III. Measuring Personality
Different personality perspectives employ distinct
measurement methods:
- Psychoanalytic/Psychodynamic
Camp:
- Rorschach
Inkblot Test: Used by Hermann Rorschach to "infer information
about a person's personality."
- Dream
Analysis & Free Association: Employed by Freud and Jung.
- Thematic
Apperception Tests (TAT): Subjects are presented with "evocative
but ambiguous pictures" and asked to tell stories about them.
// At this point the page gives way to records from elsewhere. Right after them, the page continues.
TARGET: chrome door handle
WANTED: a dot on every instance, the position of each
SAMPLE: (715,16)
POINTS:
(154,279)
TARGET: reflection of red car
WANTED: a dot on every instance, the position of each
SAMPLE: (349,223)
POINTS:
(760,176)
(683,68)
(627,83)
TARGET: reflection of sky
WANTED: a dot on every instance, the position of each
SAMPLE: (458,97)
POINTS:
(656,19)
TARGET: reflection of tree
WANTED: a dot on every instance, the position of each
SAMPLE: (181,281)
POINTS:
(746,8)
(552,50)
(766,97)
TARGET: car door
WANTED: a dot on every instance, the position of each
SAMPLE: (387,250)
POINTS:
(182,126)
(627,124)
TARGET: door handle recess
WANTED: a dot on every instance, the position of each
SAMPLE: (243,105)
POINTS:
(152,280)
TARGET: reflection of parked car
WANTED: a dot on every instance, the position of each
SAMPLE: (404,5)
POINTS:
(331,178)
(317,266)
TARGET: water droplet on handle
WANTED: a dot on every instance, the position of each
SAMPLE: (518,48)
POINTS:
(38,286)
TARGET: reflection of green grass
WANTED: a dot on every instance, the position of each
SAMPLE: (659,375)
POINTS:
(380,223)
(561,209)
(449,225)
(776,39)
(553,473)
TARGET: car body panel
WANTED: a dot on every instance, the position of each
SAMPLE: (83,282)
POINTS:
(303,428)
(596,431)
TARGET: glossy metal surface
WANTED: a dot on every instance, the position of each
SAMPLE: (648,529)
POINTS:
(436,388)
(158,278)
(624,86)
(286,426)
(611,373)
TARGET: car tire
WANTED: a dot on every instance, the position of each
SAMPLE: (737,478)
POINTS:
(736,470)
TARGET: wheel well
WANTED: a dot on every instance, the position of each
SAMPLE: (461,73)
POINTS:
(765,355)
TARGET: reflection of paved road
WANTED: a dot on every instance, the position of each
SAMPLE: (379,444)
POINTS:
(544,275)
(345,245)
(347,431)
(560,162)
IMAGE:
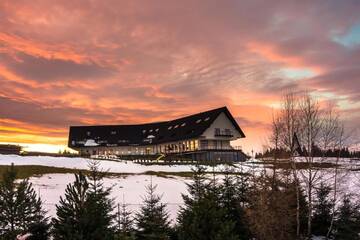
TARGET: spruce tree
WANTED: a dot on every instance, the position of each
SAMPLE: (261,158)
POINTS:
(153,220)
(39,231)
(322,211)
(202,217)
(124,229)
(20,207)
(70,222)
(231,203)
(348,223)
(86,211)
(99,205)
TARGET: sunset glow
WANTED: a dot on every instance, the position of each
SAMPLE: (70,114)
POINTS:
(82,62)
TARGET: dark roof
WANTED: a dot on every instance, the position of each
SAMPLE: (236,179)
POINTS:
(126,135)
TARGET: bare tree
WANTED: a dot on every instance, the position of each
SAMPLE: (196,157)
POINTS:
(275,140)
(289,117)
(310,126)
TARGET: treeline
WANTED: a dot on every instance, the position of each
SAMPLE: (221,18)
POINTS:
(237,206)
(283,153)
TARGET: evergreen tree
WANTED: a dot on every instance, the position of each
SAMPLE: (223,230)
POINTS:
(203,217)
(125,230)
(153,220)
(272,209)
(20,207)
(39,231)
(231,202)
(99,205)
(70,221)
(86,210)
(348,222)
(322,211)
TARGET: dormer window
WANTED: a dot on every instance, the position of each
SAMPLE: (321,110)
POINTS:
(217,131)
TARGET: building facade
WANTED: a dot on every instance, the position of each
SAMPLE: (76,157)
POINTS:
(202,136)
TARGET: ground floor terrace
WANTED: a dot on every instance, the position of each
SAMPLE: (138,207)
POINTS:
(195,149)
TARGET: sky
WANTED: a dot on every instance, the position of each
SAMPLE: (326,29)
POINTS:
(114,62)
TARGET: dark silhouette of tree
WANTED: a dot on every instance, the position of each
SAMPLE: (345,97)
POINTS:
(20,207)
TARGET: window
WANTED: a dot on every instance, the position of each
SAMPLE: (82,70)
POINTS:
(217,131)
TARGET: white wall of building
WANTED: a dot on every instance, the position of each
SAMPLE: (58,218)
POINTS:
(222,122)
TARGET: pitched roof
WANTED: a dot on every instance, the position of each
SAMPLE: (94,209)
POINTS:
(144,134)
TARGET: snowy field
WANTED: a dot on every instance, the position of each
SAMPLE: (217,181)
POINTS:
(131,188)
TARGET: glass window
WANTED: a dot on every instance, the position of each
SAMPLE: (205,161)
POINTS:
(217,131)
(196,142)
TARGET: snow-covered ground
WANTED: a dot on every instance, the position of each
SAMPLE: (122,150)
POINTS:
(111,166)
(131,188)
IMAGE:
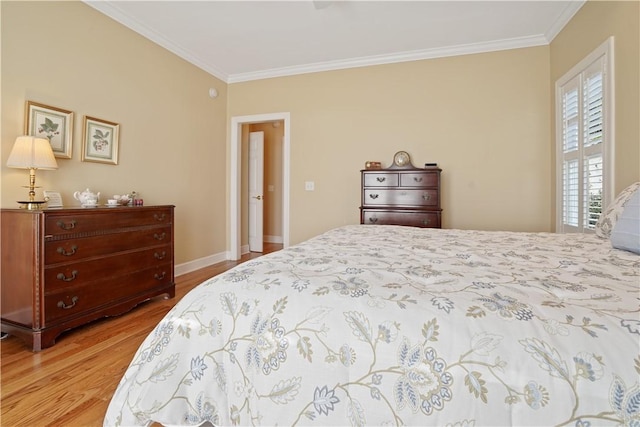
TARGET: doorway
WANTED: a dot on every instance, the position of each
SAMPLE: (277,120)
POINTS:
(235,191)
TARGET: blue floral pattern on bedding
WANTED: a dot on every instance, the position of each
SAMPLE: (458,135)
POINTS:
(389,325)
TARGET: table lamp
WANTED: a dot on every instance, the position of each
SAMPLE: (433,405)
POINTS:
(30,152)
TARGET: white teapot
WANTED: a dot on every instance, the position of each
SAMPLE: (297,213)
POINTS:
(87,197)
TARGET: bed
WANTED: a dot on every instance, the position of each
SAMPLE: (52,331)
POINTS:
(391,325)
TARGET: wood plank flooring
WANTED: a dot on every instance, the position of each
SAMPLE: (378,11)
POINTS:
(71,383)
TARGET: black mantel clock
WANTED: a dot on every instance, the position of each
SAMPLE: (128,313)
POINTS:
(402,160)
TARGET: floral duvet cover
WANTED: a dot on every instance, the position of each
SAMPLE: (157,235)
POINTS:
(389,325)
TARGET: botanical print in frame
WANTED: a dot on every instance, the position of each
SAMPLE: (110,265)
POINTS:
(52,123)
(100,141)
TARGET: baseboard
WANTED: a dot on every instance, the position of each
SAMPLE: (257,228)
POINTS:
(197,264)
(273,239)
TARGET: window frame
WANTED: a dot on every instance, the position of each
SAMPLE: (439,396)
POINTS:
(605,52)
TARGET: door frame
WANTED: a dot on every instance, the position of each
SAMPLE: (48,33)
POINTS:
(236,174)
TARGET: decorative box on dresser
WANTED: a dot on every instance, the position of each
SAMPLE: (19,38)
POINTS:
(401,196)
(62,268)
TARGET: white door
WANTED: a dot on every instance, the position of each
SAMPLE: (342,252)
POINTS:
(256,198)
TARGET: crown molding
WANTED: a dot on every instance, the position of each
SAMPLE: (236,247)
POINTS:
(110,9)
(465,49)
(570,10)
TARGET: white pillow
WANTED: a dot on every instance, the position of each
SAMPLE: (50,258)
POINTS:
(626,232)
(610,215)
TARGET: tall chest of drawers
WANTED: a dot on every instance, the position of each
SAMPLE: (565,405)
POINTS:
(401,197)
(62,268)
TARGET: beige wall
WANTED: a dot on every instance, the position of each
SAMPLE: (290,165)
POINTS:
(486,119)
(483,118)
(172,134)
(594,23)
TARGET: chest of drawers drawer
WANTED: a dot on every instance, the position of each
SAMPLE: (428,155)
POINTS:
(73,249)
(400,197)
(85,297)
(401,217)
(94,221)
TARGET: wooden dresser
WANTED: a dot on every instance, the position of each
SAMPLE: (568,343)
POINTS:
(62,268)
(407,196)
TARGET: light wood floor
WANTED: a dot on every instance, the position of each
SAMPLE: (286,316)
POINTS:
(71,383)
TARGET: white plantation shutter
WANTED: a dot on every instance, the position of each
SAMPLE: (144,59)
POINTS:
(584,141)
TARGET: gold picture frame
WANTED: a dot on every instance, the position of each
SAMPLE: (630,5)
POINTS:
(100,141)
(55,124)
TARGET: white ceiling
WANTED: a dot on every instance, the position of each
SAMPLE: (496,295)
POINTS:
(249,40)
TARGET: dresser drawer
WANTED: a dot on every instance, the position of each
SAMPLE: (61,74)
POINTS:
(400,197)
(380,179)
(78,248)
(101,220)
(79,300)
(64,276)
(404,217)
(419,179)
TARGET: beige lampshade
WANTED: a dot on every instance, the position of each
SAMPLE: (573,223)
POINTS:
(31,152)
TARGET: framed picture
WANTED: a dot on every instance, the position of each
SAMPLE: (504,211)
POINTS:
(100,141)
(52,123)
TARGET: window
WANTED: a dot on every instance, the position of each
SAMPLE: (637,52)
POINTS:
(584,141)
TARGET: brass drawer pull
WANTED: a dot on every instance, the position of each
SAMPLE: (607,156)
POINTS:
(61,276)
(63,251)
(62,305)
(66,226)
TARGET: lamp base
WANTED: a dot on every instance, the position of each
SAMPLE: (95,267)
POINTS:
(32,205)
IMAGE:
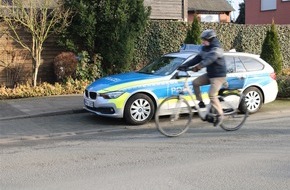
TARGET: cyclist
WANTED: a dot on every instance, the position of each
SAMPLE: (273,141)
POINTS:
(211,57)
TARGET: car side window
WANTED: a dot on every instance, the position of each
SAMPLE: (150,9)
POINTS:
(251,64)
(239,65)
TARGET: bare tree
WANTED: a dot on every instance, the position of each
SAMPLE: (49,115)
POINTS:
(40,18)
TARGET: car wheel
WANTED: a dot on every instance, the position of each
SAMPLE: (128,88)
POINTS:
(253,99)
(139,109)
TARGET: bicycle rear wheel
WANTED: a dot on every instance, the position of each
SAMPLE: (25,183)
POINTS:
(173,116)
(233,118)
The
idea is that responses "will reveal something about your concerns and
motivations in real life or how you see the world or about your
unconscious processes that drive you."
- Trait
Theory:
- Personality
Trait Inventories: These involve "series of test questions,"
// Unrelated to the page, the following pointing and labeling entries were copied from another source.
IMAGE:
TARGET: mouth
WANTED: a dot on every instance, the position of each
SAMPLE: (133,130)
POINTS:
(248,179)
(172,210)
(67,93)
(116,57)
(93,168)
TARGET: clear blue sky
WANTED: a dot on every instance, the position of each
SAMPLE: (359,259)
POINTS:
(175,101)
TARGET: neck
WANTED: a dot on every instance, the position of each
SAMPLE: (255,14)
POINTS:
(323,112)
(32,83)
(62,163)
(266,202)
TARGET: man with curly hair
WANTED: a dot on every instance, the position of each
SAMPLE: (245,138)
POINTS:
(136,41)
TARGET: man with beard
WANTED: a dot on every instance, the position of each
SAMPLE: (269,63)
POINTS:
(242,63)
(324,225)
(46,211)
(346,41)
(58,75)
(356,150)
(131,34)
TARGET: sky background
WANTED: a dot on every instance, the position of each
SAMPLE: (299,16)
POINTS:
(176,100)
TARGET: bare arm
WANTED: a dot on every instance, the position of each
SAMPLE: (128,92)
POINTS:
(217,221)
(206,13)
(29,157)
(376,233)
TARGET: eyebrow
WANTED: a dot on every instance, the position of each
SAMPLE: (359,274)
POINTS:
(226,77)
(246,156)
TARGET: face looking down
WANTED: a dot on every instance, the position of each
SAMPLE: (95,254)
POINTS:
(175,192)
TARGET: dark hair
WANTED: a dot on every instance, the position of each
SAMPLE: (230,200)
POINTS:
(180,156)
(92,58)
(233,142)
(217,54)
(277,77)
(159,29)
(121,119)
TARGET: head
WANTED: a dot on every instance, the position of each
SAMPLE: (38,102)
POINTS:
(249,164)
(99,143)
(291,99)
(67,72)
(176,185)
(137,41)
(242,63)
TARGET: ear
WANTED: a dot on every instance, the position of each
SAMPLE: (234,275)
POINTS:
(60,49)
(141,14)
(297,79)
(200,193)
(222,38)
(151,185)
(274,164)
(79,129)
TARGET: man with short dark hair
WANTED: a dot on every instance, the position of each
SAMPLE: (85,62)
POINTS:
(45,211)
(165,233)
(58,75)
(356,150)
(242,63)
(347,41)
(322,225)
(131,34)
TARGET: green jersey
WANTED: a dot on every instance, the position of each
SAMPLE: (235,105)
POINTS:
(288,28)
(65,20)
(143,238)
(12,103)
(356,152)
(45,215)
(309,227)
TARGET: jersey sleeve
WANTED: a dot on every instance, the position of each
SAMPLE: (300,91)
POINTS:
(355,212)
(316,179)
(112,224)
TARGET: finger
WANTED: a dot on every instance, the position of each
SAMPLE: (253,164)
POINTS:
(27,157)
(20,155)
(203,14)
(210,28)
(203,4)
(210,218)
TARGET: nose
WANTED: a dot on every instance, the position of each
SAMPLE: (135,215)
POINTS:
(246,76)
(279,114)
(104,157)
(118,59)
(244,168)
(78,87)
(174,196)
often "long questionnaires of true/false or agree/disagree
questions."
- Examples:
Myers-Briggs (though not explicitly endorsed for validity) and the
"classic Minnesota Multiphasic Personality Inventory (MMPI),"
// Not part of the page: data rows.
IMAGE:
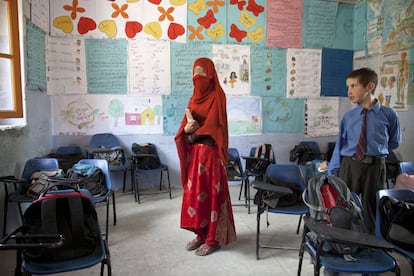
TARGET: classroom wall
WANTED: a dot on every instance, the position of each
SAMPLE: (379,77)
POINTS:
(18,145)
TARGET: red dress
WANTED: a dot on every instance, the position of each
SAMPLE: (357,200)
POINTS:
(206,201)
(206,207)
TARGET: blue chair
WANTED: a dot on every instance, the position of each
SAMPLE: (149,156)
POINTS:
(102,142)
(402,194)
(68,155)
(136,170)
(49,244)
(289,173)
(407,167)
(235,172)
(372,257)
(103,165)
(20,185)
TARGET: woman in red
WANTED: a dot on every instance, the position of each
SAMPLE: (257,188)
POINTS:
(202,146)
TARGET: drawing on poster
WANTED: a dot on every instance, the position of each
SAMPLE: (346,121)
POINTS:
(244,115)
(80,115)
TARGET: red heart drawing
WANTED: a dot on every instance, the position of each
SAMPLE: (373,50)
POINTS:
(155,2)
(85,25)
(132,28)
(175,30)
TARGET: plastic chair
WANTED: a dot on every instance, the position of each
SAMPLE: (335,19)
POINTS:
(102,142)
(136,171)
(235,172)
(18,195)
(402,194)
(289,173)
(371,259)
(68,155)
(51,244)
(250,171)
(407,167)
(103,165)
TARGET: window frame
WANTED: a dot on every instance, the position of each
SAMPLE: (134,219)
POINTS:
(15,62)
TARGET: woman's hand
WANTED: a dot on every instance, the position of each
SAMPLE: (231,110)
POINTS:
(191,126)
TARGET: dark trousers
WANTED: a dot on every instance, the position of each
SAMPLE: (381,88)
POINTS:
(365,180)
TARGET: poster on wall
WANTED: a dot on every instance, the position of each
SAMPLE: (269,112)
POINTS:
(159,20)
(393,80)
(119,114)
(303,77)
(244,115)
(232,64)
(322,116)
(149,67)
(282,115)
(66,66)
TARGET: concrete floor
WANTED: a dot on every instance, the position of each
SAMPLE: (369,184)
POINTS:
(147,240)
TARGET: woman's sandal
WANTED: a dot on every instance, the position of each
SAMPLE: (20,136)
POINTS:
(194,244)
(205,250)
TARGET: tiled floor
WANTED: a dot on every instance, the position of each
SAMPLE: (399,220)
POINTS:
(148,241)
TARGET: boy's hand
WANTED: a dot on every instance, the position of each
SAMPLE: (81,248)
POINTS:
(191,126)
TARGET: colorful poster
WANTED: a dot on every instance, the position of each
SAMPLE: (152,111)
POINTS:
(244,115)
(159,20)
(232,64)
(106,66)
(393,80)
(322,116)
(149,67)
(282,115)
(247,22)
(206,21)
(303,77)
(284,23)
(119,114)
(66,66)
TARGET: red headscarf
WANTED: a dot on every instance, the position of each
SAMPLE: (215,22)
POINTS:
(208,107)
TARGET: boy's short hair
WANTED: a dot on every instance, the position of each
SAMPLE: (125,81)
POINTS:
(365,76)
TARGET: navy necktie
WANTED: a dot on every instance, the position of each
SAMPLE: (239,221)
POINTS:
(362,142)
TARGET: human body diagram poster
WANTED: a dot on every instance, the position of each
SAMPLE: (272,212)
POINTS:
(393,80)
(119,114)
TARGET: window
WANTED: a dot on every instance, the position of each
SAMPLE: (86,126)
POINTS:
(11,105)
which is "probably the most widely used personality test" and
often used to "identify emotional disorders."
- Social
Cognitive Perspective:
- Situational
Assessment: Since this school emphasizes environmental interaction,
they "aren't solely into questions and answers." Instead, they
"might measure personality in different contexts," understanding
that "behavior in one situation is best predicted by how you acted in
a similar situation." This can involve observing behavior in
real-life or controlled lab experiments.
- Humanistic
Theorists (e.g., Maslow):
- Rejection
of Standardized Assessments: Humanists "often reject standardized
assessments altogether."
- Self-Concept
Measurement: They tend to measure "self-concept through therapy
interviews and questionnaires that asked subjects to describe both how
they would ideally like to be and how they actually are." The
principle is that "the closer the actual and ideal are, the more
positive the subjects sense of self."
IV. The Question of the Self
All these theories ultimately funnel down to "one big
central question: who or what is the self?" The concept of
"self" is widely assumed to be "the organizer of our thoughts
and feelings and actions, essentially the center of a personality."
- Possible
Selves: One way to conceptualize the self is through "possible
selves":
- Ideal
Self: "Perhaps devastatingly attractive and intelligent,
successful and well loved."
- Most
Feared Self: "The one who could end up unemployed and lonely and
run down."
- This
"balance of potential best and worst selves motivates us through
life."
The paper concludes by acknowledging the complexity and
ongoing debate around defining the self, noting that factors like
"environment and childhood experiences, culture, and all that mess, not to
mention biology," make it difficult to "firmly define self or answer
certainly that we even have one?" This remains "one of life's biggest
questions, insofar as it has yet to be universally answered."